Le fait que nos terminaux Wi-Fi déclarent en permanence leur présence peut être exploité pour capturer et analyser les mouvements de leurs porteurs dans le monde physique. On assiste actuellement à l'émergence de systèmes de traçage Wi-Fi qui enregistrent à large échelle les déplacements des individus grâce aux signaux émis par leurs terminaux. Ces systèmes reposent sur une technologie de géolocalisation radio et sont utilisés pour fournir des statistiques sur les déplacements des individus dans des zones d'intérêt. Ils sont aussi parfois utilisés pour diffuser des messages publicitaires ciblés.

4.1 Géolocalisation radio

Avant de parler de systèmes de traçage par Wi-Fi, il convient de parler de géolocalisation radio.La géolocalisation consiste à positionner un objet dans l'espace en mesurant sa distance par rapport à des points de référence dont la position est préalablement connue. Pour déterminer une position sur un plan, la distance par rapport à 3 points est suffisante. L'exemple le plus célèbre de système de positionnement est le GPS (Global Positionning System). Dans le cas de ce système, les points de référence sont des satellites en orbite basse dont la position est connue en temps réel et la distance entre l'objet et les satellites est déduite à partir du temps de trajet des signaux radio émis par ces derniers.

En utilisant une approche similaire à celle du GPS, il est possible de détourner la technologie Wi-Fi de son usage principal pour faire de la géolocalisation. En utilisant les points d'accès comme points de référence et en évaluant les distances grâce à la force des signaux reçus, on peut déterminer la position d'un terminal Wi-Fi.

Cette géolocalisation peut être effectuée de deux manières. Soit le terminal détermine de manière autonome sa position à partir des trames beacon émises par les points d'accès alentour, soit un ensemble de capteurs Wi-Fi déterminent la position d'un terminal à partir des trames émises par ce dernier. Le premier cas correspond au système utilisé par les smartphones pour déterminer leur position sans faire appel au module GPS gourmand en énergie. C'est le cas de services tels que Google Maps Geolocation API qui utilise un système de requêtes avec une base de données contenant les positions des points d'accès Wi-Fi à l'échelle mondiale.

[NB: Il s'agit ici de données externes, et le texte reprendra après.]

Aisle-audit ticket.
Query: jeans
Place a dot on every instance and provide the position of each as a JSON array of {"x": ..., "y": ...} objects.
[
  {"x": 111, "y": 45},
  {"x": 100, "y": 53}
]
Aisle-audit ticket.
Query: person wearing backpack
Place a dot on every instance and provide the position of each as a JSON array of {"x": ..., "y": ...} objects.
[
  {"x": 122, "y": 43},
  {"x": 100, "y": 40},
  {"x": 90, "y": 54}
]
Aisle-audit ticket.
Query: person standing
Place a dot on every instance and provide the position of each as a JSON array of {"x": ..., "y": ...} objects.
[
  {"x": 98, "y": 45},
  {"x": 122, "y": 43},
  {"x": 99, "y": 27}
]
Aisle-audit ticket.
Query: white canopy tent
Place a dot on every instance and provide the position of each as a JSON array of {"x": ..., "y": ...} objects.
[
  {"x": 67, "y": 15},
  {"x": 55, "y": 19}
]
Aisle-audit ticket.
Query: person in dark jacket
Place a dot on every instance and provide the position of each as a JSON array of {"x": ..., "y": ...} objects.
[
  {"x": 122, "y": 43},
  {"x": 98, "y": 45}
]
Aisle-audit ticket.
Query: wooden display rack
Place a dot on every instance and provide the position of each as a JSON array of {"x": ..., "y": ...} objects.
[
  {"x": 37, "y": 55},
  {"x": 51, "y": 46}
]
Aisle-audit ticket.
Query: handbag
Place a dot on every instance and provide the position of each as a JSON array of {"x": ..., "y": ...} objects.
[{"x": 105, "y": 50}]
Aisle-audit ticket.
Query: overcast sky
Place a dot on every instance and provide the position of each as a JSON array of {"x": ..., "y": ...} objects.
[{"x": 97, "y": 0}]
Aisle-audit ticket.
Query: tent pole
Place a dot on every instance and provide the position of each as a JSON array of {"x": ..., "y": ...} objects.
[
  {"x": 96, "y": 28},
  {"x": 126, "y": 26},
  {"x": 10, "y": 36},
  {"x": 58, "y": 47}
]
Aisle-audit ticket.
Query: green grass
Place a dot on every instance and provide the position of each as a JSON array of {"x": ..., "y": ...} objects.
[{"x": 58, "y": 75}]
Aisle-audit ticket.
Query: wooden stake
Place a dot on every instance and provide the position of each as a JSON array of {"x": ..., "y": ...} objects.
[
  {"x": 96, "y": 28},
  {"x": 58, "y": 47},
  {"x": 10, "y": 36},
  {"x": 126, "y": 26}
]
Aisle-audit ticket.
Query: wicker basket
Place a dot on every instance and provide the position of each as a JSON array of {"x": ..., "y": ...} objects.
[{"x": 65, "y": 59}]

Le second cas de géolocalisation par Wi-Fi est celui qui va nous intéresser par la suite. Cette fois-ci, c'est un système qui écoute passivement les communications sur les canaux Wi-Fi afin de détecter et de géolocaliser les terminaux ayant leur interface Wi-Fi activée. Comme dans le cas précédent, la force du signal est utilisée pour évaluer la distance entre l'émetteur et le récepteur de la trame. Si les trames émises par un terminal sont reçues par plusieurs capteurs, la position du terminal pourra être déterminée avec une précision qui peut aller jusqu'au mètre. Il est important de noter que dans ce second cas, le système n'a pas besoin de la collaboration du terminal. En particulier, il n'est pas nécessaire d'installer une application sur le terminal pour que celui-ci puisse être détectable par le système.

 

WiFi_geoloc

 

Fig. 6 : Les deux approches de géolocalisation par Wi-Fi.

4.2 Le traçage par Wi-Fi

Nous venons d'expliquer comment un ensemble de capteurs pouvaient détecter et géolocaliser des terminaux Wi-Fi à partir des trames qu'ils émettent. Comme nous le savons déjà, les terminaux mobiles ayant leur interface Wi-Fi activée émettent régulièrement des trames même lorsqu'ils ne sont pas connectés à un réseau. Cette particularité a été exploitée pour créer des systèmes de détection et de géolocalisation des individus porteurs de terminaux Wi-Fi. Dans ces systèmes, chaque individu est identifié par l'adresse MAC de son terminal et les informations ainsi collectées sont utilisées pour des applications de traçage et d'analyse de foule que nous détaillerons plus loin.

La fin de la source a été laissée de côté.